If only they had once read the stories and novels of Maxim Biller, Germany's most renowned immigrant author. Then they would have known that autobiographically tinged texts thrive on the fact that, on the one hand, they leave open what is real and what is fictional, and, on the other hand, despite all the personal embellishments, they have a narrative core that is universal. This is missing from Dmitrij Kapitelman, Jina Khayyer, and Jehona Kicaj. What one reads doesn't resonate quickly—just as the articles in "Die Zeit" are quickly forgotten.

Uwe Kopf, who died much too early (»The Eleven Brains of the Silkworm«), once said: »One should reduce one's texts to their skeletons and omit every superfluous word.
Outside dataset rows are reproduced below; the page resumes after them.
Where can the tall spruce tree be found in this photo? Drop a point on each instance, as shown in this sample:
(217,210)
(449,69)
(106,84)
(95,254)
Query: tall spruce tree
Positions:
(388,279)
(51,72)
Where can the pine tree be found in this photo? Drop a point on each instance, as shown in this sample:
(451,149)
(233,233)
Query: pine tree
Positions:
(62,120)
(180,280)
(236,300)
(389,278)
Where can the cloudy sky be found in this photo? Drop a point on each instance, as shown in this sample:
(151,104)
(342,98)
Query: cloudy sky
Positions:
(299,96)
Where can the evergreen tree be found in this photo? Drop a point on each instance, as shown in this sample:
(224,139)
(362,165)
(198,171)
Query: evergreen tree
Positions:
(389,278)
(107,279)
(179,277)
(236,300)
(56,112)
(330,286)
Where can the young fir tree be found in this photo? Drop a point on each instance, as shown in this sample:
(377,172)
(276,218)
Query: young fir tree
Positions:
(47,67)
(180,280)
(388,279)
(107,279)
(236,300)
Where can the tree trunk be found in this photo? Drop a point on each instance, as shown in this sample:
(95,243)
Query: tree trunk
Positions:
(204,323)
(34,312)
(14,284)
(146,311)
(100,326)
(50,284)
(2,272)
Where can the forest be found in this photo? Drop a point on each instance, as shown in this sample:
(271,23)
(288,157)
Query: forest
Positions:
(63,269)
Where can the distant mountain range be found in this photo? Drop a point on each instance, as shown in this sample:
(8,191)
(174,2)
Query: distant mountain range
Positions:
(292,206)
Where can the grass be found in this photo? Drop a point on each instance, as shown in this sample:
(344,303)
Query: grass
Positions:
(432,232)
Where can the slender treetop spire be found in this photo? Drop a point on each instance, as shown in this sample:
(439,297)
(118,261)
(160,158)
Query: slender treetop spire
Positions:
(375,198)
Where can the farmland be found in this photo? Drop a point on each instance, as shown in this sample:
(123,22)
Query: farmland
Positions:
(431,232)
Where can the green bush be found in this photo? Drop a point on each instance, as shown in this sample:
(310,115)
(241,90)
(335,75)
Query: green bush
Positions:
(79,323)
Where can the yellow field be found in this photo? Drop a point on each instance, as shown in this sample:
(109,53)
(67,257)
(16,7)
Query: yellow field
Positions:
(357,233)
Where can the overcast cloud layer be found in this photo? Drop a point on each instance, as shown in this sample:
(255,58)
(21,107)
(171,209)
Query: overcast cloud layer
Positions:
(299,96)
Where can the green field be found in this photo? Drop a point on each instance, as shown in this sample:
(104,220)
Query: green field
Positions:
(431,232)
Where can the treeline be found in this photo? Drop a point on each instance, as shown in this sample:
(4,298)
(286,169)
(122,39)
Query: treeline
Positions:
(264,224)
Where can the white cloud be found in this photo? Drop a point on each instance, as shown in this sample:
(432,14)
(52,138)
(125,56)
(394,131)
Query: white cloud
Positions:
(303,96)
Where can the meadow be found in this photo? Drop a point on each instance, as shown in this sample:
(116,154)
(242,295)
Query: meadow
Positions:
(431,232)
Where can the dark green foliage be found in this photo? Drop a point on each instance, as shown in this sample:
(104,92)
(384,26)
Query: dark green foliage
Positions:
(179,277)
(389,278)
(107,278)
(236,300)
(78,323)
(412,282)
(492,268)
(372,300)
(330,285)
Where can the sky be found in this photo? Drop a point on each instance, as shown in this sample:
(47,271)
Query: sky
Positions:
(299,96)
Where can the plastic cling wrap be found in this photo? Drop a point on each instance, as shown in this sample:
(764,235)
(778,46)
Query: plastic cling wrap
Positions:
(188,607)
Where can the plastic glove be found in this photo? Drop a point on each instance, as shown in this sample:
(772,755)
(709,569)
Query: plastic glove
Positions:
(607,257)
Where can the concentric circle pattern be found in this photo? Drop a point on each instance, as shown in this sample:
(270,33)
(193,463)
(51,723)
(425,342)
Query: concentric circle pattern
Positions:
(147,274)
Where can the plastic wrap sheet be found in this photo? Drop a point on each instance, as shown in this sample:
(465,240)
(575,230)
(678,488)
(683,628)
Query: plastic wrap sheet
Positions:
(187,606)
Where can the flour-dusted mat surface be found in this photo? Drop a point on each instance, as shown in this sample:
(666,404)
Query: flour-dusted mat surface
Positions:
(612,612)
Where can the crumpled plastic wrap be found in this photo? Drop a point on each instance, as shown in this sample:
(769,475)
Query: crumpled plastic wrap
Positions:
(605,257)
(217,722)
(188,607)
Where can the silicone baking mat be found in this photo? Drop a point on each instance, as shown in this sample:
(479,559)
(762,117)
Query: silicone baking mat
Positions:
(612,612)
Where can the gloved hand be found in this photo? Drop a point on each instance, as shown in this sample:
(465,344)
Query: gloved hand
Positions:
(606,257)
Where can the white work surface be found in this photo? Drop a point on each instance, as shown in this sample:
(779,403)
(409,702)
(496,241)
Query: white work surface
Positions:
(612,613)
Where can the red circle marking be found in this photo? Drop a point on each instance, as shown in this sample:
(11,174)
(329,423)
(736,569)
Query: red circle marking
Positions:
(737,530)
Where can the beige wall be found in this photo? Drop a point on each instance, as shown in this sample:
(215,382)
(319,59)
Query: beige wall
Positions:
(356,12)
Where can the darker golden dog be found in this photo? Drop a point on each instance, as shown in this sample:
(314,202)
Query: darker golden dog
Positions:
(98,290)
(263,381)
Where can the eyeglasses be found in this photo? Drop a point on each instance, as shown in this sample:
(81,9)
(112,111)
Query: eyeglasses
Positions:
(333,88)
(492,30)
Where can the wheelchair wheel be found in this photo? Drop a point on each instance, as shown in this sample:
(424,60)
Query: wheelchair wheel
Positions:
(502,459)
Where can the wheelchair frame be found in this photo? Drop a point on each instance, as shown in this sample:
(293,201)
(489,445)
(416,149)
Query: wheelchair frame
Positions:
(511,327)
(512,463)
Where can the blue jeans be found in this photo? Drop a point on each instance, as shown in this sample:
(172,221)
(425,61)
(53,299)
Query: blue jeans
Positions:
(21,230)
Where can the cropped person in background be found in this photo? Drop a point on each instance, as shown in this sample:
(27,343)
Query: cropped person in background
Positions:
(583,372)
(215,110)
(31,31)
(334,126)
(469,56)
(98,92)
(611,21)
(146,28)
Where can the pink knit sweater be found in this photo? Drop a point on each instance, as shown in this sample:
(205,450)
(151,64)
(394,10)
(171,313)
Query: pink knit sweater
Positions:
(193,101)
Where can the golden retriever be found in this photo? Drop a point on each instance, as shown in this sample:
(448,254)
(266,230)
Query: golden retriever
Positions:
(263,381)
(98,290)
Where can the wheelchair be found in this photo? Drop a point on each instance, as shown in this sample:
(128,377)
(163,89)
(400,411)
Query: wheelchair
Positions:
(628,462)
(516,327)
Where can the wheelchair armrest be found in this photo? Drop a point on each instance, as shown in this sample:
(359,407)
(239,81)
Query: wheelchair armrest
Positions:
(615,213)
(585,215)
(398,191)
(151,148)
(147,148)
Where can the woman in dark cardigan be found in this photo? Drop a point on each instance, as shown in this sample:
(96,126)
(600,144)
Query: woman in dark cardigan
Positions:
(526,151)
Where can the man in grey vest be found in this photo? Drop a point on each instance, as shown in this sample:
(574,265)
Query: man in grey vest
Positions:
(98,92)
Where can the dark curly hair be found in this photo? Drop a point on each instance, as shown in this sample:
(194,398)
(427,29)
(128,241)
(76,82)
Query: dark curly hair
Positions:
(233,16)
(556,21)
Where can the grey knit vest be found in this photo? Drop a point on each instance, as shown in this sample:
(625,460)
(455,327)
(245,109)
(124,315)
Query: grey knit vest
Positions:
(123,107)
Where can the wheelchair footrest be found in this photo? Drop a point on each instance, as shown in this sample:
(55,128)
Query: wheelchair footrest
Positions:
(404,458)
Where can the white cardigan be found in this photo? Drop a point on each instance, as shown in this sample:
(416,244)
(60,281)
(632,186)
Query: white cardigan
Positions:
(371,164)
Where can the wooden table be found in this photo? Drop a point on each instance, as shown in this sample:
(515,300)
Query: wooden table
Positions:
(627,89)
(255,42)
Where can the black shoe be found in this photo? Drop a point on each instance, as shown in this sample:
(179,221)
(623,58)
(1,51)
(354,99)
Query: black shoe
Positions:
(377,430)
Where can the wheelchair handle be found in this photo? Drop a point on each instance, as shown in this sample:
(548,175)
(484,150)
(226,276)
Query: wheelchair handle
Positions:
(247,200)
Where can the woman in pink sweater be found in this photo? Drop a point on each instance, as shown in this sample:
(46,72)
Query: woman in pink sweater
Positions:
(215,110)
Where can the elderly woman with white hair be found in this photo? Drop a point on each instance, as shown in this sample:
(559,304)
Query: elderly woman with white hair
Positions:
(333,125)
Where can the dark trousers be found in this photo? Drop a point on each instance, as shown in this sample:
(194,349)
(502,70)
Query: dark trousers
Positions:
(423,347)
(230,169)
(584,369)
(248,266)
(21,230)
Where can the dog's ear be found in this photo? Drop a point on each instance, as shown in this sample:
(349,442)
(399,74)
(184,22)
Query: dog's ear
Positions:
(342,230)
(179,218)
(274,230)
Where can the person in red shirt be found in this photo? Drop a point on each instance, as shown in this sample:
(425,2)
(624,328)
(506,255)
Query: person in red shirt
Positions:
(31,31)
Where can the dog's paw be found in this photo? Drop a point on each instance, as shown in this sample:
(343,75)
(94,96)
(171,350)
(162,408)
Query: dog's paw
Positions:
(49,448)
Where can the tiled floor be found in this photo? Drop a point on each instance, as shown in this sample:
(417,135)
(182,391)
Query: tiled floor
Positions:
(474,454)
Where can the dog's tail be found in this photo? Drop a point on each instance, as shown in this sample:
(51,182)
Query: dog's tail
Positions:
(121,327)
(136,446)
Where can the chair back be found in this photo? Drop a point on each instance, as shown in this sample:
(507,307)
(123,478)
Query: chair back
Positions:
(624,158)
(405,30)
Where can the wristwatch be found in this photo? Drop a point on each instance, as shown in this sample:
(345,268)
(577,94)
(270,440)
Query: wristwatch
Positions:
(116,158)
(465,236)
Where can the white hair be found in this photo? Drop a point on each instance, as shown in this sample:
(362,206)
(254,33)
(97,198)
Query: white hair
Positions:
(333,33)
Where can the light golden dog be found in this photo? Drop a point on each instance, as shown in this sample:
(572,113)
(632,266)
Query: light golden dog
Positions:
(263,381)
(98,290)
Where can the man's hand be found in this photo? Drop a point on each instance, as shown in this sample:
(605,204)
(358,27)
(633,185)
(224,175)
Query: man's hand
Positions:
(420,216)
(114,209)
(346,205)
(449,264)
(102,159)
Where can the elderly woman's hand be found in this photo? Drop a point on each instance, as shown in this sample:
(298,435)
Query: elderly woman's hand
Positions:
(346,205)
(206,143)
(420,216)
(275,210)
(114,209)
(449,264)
This applies especially to adjectives. Often the author simply wants to (...) force originality.« This is what comes to mind when reading a sentence like this: »The suitcase rolls obediently and without resistance beside me over the reflective stone slabs.« Many texts on the longlist suffer from the fact that the effort to be »original« shines through all too obviously.

And while you secretly declare German literature dead and wonder who's reading this (masochists? people with no sense of language?), a miracle happens. A former psychiatric nurse delivers a text that will leave you on edge after just a few sentences: "My mother teaches us daughters things. Other things than sitting with a straight back at the dinner table, other than saying 'thank you' and 'please,' other things than her son. She teaches us that schnapps means trouble. That men who drink beer are harmless." This is how "The Black on My Father's Hands" by Lena Schätte begins. And of course I'll spend the 24 euros to find out who's drinking what and why.

German Book Prize 2025: The Nominees. 128 pages, available free of charge in many bookstores.